Imagine moving around your living room repelling hordes of virtual zombies with the contextually-aware characters lurching around the coffee table or crawling over the couch. Markham, Ont.-based Sulon Technologies’ wireless headset device, called Cortex, can make this possible by overlaying virtual characters and environments over a person’s view of their real-world surroundings.
Company president Dhanushan Balachandreswaran calls this holodeck-like experience “spatial entertainment,” and it sets the Canadian tech co apart from competitors like Facebook-owned Oculus VR’s Rift, which immerses users into a virtual reality world inside of the headset. The Cortex can offer a full VR experience, but its AR potential is more similar to what Toronto-based developers have done with Awe Time Tablet, though that tech uses a hand-held tablet or smartphone.
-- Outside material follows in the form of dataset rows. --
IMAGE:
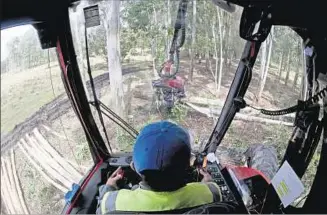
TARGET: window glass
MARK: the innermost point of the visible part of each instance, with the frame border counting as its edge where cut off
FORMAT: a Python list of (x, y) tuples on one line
[(43, 146)]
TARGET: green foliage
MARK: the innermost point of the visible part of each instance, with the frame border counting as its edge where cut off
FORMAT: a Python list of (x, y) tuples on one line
[(124, 140), (178, 113)]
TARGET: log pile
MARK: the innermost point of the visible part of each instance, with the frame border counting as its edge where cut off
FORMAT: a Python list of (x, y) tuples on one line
[(53, 168), (11, 190)]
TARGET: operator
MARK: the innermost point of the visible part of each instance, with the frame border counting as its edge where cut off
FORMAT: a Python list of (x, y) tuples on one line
[(161, 155)]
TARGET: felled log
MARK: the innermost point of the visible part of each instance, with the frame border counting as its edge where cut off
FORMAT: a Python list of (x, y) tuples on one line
[(41, 171), (17, 183), (77, 176), (49, 159), (210, 113), (43, 161), (5, 187)]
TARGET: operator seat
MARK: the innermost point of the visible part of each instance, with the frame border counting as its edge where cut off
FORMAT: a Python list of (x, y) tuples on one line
[(213, 208)]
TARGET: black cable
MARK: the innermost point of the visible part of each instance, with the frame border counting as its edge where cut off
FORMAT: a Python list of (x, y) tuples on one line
[(118, 117), (60, 117), (97, 106), (113, 119), (176, 45), (312, 100)]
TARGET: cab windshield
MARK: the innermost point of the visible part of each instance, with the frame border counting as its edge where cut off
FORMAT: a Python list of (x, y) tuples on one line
[(43, 145)]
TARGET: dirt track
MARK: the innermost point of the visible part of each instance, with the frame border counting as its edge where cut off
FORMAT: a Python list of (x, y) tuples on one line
[(51, 111)]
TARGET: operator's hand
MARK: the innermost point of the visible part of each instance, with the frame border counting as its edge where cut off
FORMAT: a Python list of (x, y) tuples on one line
[(206, 176), (115, 176)]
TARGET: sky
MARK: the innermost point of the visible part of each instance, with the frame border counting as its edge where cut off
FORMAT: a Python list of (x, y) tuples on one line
[(8, 34)]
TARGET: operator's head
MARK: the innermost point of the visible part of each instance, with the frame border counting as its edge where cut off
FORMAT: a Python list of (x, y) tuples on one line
[(162, 154)]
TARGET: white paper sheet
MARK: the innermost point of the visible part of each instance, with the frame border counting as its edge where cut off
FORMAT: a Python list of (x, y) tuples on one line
[(287, 184)]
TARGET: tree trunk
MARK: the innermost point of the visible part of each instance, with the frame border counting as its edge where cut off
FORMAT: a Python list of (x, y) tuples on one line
[(216, 53), (288, 66), (262, 69), (193, 39), (114, 64), (168, 22), (154, 43), (78, 26), (220, 49), (296, 78), (264, 78), (281, 60)]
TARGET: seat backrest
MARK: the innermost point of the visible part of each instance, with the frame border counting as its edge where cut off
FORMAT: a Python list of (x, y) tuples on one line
[(212, 208)]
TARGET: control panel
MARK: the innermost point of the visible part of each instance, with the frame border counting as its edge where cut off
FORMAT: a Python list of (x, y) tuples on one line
[(121, 161), (217, 176)]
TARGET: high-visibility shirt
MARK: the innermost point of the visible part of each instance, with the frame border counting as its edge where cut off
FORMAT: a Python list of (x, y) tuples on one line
[(143, 200)]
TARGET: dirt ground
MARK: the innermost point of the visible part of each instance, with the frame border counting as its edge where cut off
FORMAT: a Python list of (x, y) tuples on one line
[(72, 144)]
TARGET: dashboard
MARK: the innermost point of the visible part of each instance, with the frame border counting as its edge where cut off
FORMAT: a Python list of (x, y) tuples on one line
[(230, 190)]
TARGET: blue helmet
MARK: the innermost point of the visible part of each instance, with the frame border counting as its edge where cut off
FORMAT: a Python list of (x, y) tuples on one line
[(161, 145)]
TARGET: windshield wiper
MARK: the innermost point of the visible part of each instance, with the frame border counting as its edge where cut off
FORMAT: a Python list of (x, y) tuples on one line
[(96, 101), (117, 119)]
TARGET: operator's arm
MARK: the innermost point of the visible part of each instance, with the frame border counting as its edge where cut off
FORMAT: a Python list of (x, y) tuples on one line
[(214, 188), (111, 185)]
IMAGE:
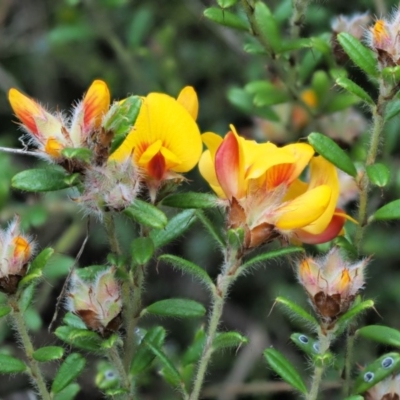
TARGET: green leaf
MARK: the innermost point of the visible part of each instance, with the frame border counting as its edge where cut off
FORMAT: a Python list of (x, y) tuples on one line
[(80, 338), (267, 26), (11, 365), (392, 109), (176, 226), (49, 353), (173, 374), (355, 310), (82, 154), (387, 212), (194, 351), (190, 268), (284, 369), (266, 93), (68, 393), (4, 310), (376, 372), (229, 339), (212, 230), (260, 259), (146, 214), (363, 57), (144, 357), (226, 3), (121, 118), (332, 152), (176, 308), (378, 174), (69, 370), (353, 88), (295, 309), (381, 334), (142, 250), (225, 18), (41, 180), (35, 270), (190, 200)]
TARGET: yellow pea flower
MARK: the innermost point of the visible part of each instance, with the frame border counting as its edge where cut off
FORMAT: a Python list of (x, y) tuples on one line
[(261, 185), (165, 139)]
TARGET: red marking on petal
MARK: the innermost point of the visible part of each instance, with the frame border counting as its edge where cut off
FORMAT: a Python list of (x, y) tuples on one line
[(332, 230), (227, 164), (279, 174), (156, 167)]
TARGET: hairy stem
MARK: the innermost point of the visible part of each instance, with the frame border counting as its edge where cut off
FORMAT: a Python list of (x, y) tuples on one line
[(348, 361), (134, 289), (109, 226), (35, 372), (324, 343), (116, 361), (225, 279), (378, 124)]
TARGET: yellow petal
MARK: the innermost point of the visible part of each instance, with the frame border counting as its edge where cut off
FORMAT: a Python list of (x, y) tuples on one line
[(322, 172), (161, 117), (95, 104), (212, 141), (303, 210), (188, 98), (25, 109)]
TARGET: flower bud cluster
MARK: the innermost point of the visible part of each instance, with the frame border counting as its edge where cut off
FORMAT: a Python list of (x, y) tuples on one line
[(331, 283), (16, 250), (98, 303)]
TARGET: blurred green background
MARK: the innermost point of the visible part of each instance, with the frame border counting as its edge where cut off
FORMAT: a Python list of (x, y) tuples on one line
[(53, 50)]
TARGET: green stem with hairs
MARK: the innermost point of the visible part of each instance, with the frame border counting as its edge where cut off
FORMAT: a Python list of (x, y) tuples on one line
[(34, 369), (378, 124), (116, 361), (225, 280), (324, 343)]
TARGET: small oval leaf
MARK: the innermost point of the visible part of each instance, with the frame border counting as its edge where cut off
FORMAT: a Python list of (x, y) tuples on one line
[(285, 369), (376, 372), (360, 55), (69, 370), (353, 88), (229, 339), (48, 353), (225, 18), (381, 334), (332, 152), (176, 226), (11, 365), (41, 180), (146, 214), (387, 212), (142, 250), (176, 308), (378, 174), (190, 200)]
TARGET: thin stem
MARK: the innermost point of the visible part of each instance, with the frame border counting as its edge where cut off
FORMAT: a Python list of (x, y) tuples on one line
[(225, 279), (135, 285), (109, 226), (115, 359), (35, 372), (286, 79), (378, 124), (324, 343), (348, 361)]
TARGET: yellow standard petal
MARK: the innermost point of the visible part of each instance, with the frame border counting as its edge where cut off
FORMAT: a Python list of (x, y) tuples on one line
[(188, 98), (162, 118), (303, 210)]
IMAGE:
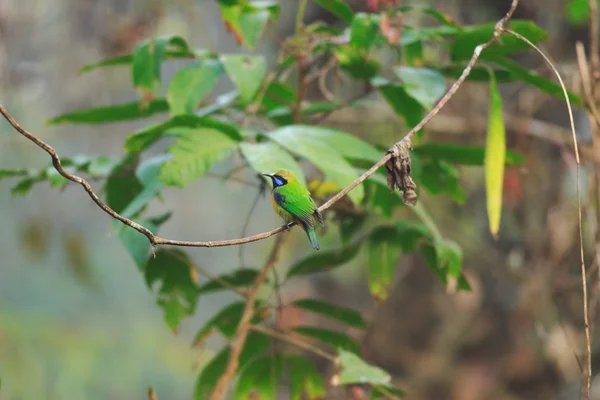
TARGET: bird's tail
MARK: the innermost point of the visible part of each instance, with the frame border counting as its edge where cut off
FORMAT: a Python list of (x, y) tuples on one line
[(310, 231)]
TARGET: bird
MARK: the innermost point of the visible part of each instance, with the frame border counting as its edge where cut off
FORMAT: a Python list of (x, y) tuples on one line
[(293, 203)]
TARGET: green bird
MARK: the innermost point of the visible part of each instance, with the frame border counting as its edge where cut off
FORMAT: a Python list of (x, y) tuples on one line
[(293, 203)]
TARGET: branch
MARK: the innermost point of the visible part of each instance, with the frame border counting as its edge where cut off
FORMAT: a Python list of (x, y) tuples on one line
[(245, 324), (157, 240)]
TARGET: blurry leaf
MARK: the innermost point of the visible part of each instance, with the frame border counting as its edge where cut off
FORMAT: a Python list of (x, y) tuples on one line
[(177, 293), (402, 103), (305, 379), (323, 261), (259, 379), (339, 8), (268, 157), (352, 61), (495, 153), (243, 277), (255, 344), (191, 85), (343, 314), (122, 186), (384, 248), (246, 72), (321, 154), (356, 370), (439, 177), (363, 30), (424, 85), (463, 155), (226, 321), (145, 137), (329, 337), (121, 112), (536, 80), (194, 152), (463, 46)]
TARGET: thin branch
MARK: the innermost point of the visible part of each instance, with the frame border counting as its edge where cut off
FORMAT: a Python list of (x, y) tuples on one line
[(245, 324), (157, 240), (587, 375)]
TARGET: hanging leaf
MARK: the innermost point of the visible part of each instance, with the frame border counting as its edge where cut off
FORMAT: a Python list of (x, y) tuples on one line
[(194, 153), (177, 292), (305, 379), (425, 85), (259, 379), (325, 261), (495, 154), (329, 337), (356, 370), (268, 157), (342, 314), (120, 112), (191, 85), (246, 72)]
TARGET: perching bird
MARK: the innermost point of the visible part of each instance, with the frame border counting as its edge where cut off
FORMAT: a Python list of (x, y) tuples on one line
[(292, 202)]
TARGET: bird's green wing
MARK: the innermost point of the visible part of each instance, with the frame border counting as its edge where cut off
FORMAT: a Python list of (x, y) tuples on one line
[(297, 201)]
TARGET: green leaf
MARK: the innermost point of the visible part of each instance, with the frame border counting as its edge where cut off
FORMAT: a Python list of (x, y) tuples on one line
[(194, 153), (463, 155), (423, 84), (339, 8), (243, 277), (384, 248), (343, 314), (404, 105), (117, 113), (324, 156), (268, 157), (495, 154), (463, 46), (191, 85), (363, 30), (326, 336), (144, 138), (356, 370), (259, 379), (536, 80), (255, 344), (177, 293), (325, 261), (305, 379), (246, 72)]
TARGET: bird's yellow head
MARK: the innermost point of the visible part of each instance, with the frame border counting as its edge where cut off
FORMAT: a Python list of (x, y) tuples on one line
[(281, 177)]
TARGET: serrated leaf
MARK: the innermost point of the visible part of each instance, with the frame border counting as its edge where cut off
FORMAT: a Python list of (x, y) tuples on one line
[(177, 292), (324, 156), (356, 370), (423, 84), (191, 85), (495, 155), (329, 337), (243, 277), (259, 379), (255, 344), (334, 311), (384, 248), (339, 8), (305, 379), (268, 157), (463, 155), (247, 73), (463, 46), (117, 113), (325, 261), (194, 153)]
Using a mobile device’s camera viewfinder, a processing unit and mapping systems, it creates immersive experiences, essentially bringing gaming into a physical space.
The Cortex has been garnering buzz since it debuted at the 2014 Game Developers Conference in March in San Francisco, but Balachandreswaran says putting videogames into physical spaces is just the tip of the iceberg of what it can do.
For example, he sees potential for auto and home furnishings brands to create virtual showrooms, with consumers able to use the Cortex to materialize furniture in their living room, or a car on their driveway that they can walk around for a full 360-view, while having the ability to modify its colour and other features.
And what’s to stop a marketer from throwing in some creative twists that wouldn’t be possible in the real world? Nothing but their imagination, Balachandreswaran says.
“If you go up to the car and kick it or something to test its durability, maybe that car will transform like a Transformer,” he says, referring to the transforming alien robots toy, TV and movie franchise.
He says the technology can easily be customized to suit individual brand’s needs.
“You can pretty much do whatever you like,” he says. “We could put whatever you like into a real space.
“If you’re talking from a car point of view, you could have a virtual salesman to pitch the car and could even let customers place the order there.”
Balachandreswaran says Sulon is finalizing its marketing plan ahead of a release to consumers in 2015, but it will focus mostly online. The system is currently compatible with Android devices and the company is working on a solution for iOS, while developer kits are expected to ship in the fourth quarter to Canada, Europe and Australia.